Abstract
Assessing and understanding the impacts of all possible mutations at a drug binding site remain challenging. Here we use multiplex oligo targeting for mutational profiling, and computational modelling, to decode efficacy and resistance space at the otherwise native binding site for an anti-trypanosomal proteasome inhibitor. We saturation-edit twenty codons in the Trypanosoma brucei proteasome and subject the resulting libraries to stepwise drug selection and codon variant scoring, yielding dose-response profiles for >100 resistance-conferring mutants. Codon variant scores are predictive of relative resistance observed using a bespoke set of mutants, while fitness profiling reveals otherwise extensive constraints on mutational fitness and resistance space. The resistance profile is predictive of routes to spontaneous drug resistance observed within ‘accessible’, single nucleotide mutational space, while in silico predictions are closely aligned with impacts on drug resistance observed in cellulo. Thus, multiplex oligo targeting facilitates assessment of all possible mutations at a drug binding site.
Data availability
The high-throughput sequencing data generated for this study have been deposited at the Sequence Read Archive under accession code PRJNA1295514 (https://www.ncbi.nlm.nih.gov/bioproject/1295514).
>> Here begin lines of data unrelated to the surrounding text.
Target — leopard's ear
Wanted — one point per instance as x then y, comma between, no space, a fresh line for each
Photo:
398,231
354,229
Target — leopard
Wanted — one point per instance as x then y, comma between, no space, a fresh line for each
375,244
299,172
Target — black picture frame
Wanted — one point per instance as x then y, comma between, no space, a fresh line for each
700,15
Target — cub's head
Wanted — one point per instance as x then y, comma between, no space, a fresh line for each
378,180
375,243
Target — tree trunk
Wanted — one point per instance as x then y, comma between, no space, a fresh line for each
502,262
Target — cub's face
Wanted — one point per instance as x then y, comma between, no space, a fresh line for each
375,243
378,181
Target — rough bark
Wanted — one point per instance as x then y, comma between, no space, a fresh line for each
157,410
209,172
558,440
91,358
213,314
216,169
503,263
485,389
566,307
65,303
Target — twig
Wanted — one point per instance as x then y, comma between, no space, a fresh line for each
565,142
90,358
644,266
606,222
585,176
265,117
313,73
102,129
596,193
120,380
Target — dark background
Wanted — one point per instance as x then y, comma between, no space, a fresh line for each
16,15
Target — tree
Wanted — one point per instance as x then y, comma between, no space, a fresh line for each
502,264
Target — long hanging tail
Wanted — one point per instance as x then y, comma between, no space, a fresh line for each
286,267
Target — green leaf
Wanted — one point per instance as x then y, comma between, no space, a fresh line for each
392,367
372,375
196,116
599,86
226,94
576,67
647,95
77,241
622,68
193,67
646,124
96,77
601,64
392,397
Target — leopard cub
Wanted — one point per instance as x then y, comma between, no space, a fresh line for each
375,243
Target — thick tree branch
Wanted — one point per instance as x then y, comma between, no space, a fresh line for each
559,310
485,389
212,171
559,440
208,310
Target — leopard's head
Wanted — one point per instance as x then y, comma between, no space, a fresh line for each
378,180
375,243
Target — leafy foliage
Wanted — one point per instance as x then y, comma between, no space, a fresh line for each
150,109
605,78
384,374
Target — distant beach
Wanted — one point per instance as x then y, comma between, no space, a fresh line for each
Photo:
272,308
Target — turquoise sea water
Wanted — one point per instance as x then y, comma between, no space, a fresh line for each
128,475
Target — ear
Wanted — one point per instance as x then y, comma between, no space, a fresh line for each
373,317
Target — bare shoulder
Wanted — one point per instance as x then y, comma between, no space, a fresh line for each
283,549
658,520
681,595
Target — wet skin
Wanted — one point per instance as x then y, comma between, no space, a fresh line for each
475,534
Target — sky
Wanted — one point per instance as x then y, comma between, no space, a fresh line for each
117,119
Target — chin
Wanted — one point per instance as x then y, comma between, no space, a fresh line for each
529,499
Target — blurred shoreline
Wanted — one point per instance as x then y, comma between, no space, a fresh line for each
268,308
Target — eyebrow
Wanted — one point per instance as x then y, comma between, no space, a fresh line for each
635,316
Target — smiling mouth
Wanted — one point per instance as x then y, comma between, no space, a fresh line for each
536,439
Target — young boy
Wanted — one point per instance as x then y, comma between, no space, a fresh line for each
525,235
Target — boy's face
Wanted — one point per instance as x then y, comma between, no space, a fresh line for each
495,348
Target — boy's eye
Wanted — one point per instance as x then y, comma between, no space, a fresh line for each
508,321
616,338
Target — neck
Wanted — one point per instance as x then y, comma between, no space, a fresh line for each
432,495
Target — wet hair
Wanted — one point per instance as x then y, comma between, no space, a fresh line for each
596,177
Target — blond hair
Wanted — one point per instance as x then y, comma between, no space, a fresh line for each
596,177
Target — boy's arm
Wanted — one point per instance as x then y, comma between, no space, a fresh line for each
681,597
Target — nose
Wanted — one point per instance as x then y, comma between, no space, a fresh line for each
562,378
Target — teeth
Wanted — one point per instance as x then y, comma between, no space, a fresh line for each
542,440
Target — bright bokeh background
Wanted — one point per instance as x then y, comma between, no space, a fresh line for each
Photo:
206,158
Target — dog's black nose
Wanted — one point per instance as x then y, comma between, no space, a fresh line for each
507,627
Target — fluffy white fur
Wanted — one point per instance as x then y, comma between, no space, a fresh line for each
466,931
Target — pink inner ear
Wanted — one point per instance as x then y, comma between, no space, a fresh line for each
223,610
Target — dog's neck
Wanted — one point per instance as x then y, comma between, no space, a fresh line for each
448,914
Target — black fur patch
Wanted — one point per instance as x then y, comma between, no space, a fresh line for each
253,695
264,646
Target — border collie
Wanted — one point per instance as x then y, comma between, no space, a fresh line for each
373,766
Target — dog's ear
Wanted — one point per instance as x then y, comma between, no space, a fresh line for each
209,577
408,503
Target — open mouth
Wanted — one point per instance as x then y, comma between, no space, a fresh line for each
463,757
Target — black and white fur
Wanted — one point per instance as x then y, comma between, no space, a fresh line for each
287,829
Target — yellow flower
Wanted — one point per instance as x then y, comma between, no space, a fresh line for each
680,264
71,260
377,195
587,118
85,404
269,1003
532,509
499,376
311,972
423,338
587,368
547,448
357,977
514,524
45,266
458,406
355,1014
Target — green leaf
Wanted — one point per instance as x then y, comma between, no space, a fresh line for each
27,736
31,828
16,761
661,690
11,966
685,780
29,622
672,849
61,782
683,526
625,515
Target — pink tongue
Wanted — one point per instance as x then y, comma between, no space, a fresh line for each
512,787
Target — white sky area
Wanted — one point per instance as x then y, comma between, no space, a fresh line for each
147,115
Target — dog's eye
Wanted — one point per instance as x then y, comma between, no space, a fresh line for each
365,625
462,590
Source data for Figs. 1c, 2b–d, 3a, 4b, c and 5a, b are available as a Source Data file and for Figs. 6c, d, f, g, 7a, b, Supplementary Figs. 7c and 10a,b in the Github repository (https://github.com/velocirraptor23/Decoding-efficacy-and-resistance-space-at-a-drug-binding-site-/tree/main) and Zenodo https://zenodo.org/records/18195459. The homology model used in Figs. 6 and 7 is available in ModelArchive (https://modelarchive.org/doi/10.5452/ma-cxis8).
Code availability
The code used to develop the homology model, perform analyses and generate results in this study is publicly available and has been deposited in Github at https://github.com/velocirraptor23/Decoding-efficacy-and-resistance-space-at-a-drug-binding-site-/tree/main, under MIT license. The specific version of the code associated with this publication is archived in Zenodo and is accessible via https://zenodo.org/records/1819545941.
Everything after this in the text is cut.